Barcelona, Spain (UroToday.com) Platinum-based chemotherapy is the standard of care in patients with locally advanced or metastatic urothelial carcinoma, but this therapy is often toxic with overall response rates of 50% or less. The PD-L1 inhibitor Durvalumab was approved by the United States FDA in May 2017 for post-platinum disease based on a phase 1/2 trial showing an 18% objective response rate and 55% one-year overall survival rate. Recent studies have suggested multiple promising biological targets for therapeutic study in advanced urothelial cancer, including FGFR3 mutation or FGFR gene fusion, mTOR pathway alterations such as RICTOR amplification or TSC 1/2 mutations, and DNA damage repair pathways. As reported in this presentation, the BISCAY trial used an innovative design to combine durvalumab immunotherapy with biologically promising targeted approaches available from the AstraZeneca drug development pipeline in attempt to maximize therapeutic outcomes.

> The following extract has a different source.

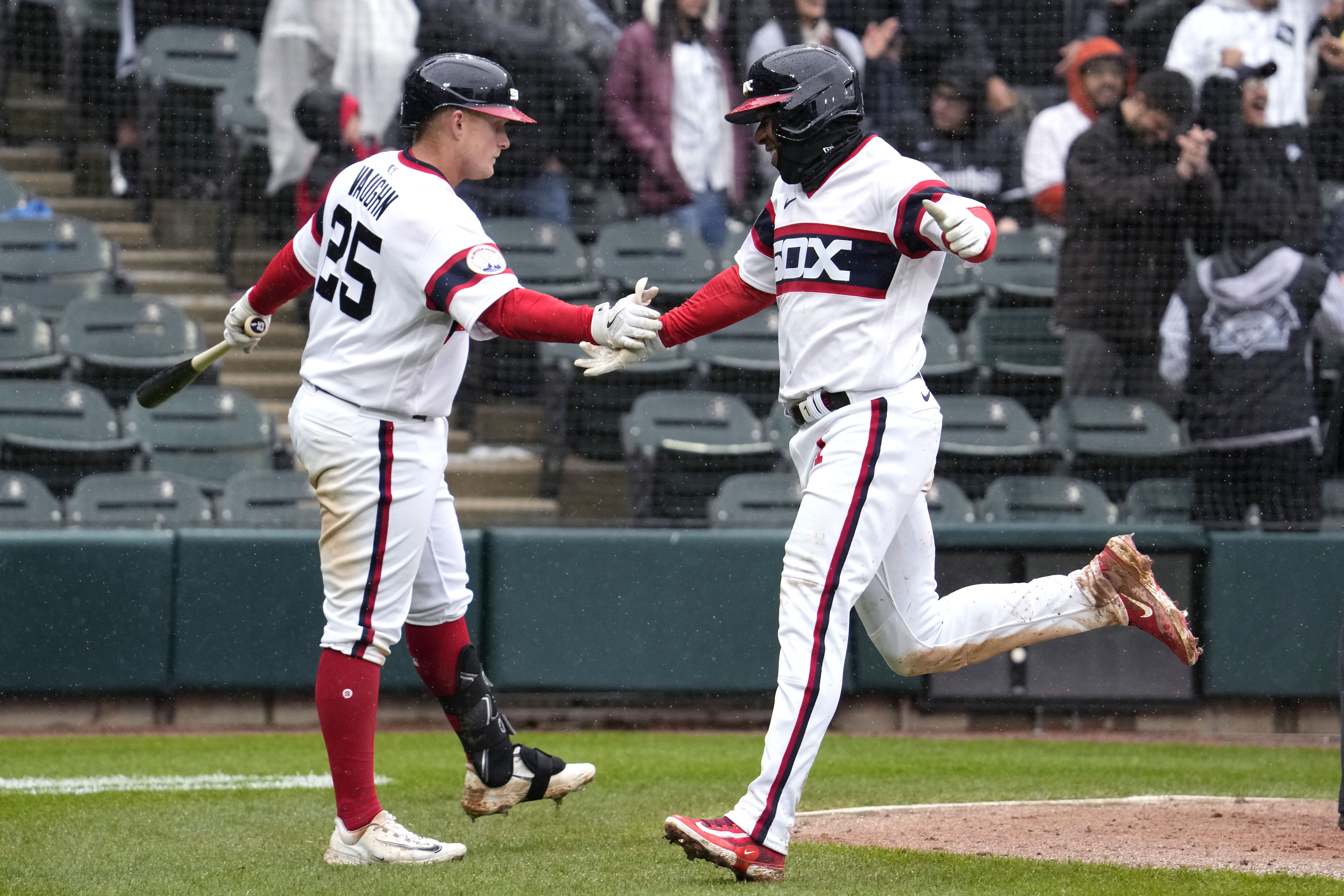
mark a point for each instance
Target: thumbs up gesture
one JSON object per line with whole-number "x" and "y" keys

Using Foundation One tumor genomic profiling, a total of 391 platinum-refractory patients were screened for pre-specified FGFR (targeted with AZD4547), mTOR (targeted with vistusertib) or DNA damage repair (targeted with olaparib) biomarkers. Treatment arms are shown below. A cohort of patients were allocated durvalumab monotherapy arm (not randomized) to provide a benchmark. The primary endpoints were treatment safety and tolerability. Secondary endpoints were focused on durvalumab efficacy alone or in combination with other therapy. In order to justify further study and identify practice-changing effects, the authors felt they needed a marked improvement with combination therapy over durvalumab alone. They, therefore, powered the study to require 20 patients per arm in order to give a 76% probability of detecting an ORR of 55% of greater. A total of 14-29 patients were allocated to each arm of the study.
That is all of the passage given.